Федор Львов не менее его взволновался. У кого еще мог быть «Колокол»? Федора Львова осенило: у Кукеля! Молодой полковник служил начальником штаба у Муравьева и, в подражание графу, коллекционировал книги… Иное дело, что о полковнике злословили, будто пропасть сердечных дел вынуждает ум его уклоняться от исполнения обязанностей. «К Кукелю я дорожку найду!» — пообещал Петрашевскому Львов.
В тот же вечер они держали в руках «зарегистрированный в Главном почтамте для пересылки за пределы Соединенного королевства» «Колокол» (прибавочные листы к «Полярной звезде», лист 49, от 1 августа 1859 года).
Передовая статья под заглавием «Юстиция и Михаил Васильевич Буташевич-Петрашевский» заняла более половины номера. Петрашевский сразу узнал в ней собственное прошение, отосланное в Петербург полтора года назад. Статья так и начиналась: «Просит поселенец Оекской волости Иркутского уезда Михаил Васильев сын Буташевич-Петрашевский, а в чем мое прошение состоит, тому следуют пункты…» Над этим была еще помета канцелярская: «Получ. 7 августа 1858 г.» и надпись министра юстиции (карандашом): «до доклада пок. прошу объясниться со мною (Панин)».
— Молодец Герцен, — сказал Федор Львов, — что не вычеркнул ни пометы, ни резолюции Панина!.. Чтобы не винили тебя, что ты сам ему отослал, — Львов осекся от поразившей его догадки. — Значит, что же, корреспонденты «Колокола» в императорском министерстве служат?!
Петрашевский водил по листу носом, как нюхал. От волнения сдернул и куда-то засунул очки, и теперь, уставясь на Львова близорукими беспомощными глазами, считал: получили седьмого августа, а послал, дай бог памяти, двадцать восьмого июня… Перелистнул страницы «Колокола», удостоверился: точно так…

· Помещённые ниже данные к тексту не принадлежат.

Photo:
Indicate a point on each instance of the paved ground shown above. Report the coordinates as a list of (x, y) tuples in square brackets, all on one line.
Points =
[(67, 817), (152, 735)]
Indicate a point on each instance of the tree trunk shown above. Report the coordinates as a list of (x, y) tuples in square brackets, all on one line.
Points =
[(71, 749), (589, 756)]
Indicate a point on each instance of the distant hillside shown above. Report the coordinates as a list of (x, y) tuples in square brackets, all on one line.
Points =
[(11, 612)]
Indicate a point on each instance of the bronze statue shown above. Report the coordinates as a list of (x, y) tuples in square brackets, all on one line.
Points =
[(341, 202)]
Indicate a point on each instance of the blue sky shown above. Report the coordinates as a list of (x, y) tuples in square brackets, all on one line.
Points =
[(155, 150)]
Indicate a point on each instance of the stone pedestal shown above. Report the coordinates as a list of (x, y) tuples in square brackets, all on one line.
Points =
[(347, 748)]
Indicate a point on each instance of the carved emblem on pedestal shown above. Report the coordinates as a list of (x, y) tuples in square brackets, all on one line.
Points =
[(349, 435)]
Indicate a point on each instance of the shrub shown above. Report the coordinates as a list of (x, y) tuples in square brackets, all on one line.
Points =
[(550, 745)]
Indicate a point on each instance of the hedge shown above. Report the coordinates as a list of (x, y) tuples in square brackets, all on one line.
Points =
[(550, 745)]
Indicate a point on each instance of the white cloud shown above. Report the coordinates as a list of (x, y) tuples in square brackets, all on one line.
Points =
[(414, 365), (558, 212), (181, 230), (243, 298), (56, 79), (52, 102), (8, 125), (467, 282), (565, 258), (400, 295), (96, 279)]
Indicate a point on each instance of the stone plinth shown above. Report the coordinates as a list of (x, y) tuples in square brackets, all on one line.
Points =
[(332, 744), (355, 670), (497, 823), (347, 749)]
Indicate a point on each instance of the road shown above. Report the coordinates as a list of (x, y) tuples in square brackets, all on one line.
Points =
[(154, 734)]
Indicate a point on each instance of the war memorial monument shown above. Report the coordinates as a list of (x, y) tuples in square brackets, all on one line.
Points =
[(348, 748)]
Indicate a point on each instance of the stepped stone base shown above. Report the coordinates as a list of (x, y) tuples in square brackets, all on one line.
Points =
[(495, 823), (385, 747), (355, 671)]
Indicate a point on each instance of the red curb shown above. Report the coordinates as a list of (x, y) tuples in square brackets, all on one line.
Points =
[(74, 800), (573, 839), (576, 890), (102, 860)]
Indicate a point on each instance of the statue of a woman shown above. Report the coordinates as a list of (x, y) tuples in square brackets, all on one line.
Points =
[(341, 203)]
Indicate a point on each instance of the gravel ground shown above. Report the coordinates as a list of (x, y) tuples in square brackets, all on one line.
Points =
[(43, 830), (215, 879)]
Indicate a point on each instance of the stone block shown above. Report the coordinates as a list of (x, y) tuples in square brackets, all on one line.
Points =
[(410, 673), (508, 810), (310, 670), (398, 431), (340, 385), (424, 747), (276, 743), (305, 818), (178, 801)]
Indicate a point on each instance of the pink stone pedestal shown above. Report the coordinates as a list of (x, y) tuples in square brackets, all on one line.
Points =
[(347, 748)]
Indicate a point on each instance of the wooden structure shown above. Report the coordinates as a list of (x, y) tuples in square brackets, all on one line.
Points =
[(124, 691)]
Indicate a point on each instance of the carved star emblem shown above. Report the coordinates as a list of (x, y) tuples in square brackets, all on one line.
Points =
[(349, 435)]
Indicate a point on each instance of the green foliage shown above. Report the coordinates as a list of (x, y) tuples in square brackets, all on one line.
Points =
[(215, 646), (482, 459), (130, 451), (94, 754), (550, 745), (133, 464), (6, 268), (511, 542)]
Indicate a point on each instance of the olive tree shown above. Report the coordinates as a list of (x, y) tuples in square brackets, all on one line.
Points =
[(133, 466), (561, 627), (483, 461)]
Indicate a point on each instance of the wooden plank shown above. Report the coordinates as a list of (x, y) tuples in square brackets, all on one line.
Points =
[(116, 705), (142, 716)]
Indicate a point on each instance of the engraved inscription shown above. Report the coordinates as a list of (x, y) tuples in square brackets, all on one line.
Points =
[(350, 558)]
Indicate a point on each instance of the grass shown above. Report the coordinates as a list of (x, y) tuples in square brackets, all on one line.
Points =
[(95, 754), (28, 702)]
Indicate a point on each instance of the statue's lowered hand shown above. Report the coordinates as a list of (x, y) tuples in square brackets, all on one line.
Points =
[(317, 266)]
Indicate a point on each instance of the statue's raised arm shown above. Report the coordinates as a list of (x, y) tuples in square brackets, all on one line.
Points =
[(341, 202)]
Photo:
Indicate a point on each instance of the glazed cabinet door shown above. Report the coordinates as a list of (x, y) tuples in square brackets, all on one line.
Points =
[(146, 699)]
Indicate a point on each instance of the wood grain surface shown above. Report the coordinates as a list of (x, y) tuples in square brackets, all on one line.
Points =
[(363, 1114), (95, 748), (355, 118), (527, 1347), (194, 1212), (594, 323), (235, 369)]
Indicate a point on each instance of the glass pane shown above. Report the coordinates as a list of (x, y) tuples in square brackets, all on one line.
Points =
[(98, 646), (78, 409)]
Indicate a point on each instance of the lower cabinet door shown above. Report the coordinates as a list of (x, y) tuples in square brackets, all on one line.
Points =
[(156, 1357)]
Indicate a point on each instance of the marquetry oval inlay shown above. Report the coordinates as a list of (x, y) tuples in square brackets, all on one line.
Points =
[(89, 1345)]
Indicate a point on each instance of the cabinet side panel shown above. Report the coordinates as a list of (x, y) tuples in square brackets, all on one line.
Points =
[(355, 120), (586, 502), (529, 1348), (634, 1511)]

— Получается, почта надежное дело… не на почту надо было пенять!
Еще поискал очки на столе. Вечно он мучался со своими очками. В Петербурге обязательно имел про запас, да там и заказать всегда можно было, в Нерчинске же одни разбил, другие украли, одни потерял, остались последние, и он с ужасом думал, что будет, если и с ними что приключится, а родные не пришлют ко времени новых. Первое, что предпринял, переехав в Иркутск, — это выписал целый набор запасных очков.
…Федор Львов поспешил ему на выручку:
— Вот, возьми…
И, заглядывая через плечо его в лист, рассыпался смехом:
— Об Оекской-то волости, видать, в Лондоне не слыхали. Заметь: напечатали через фиту… Это как же получается, Фекская, что ли?..
Михаил Васильевич не отзывался. Глотал, очки нацепив, строку за строкой знакомый текст, столько раз переписанный вот этой рукою, узнавал с жадностью и в то же время не узнавал, однако не по той причине, что кому-то вздумалось кромсать его руку, нет, вовсе не по той, все слова оказывались на месте, как их сам расставлял, но напечатанные в типографии — в Вольной, русской! — они выглядели настолько чужими, что он мог принимать их как бы со стороны и благодаря сему взвесить и оценить.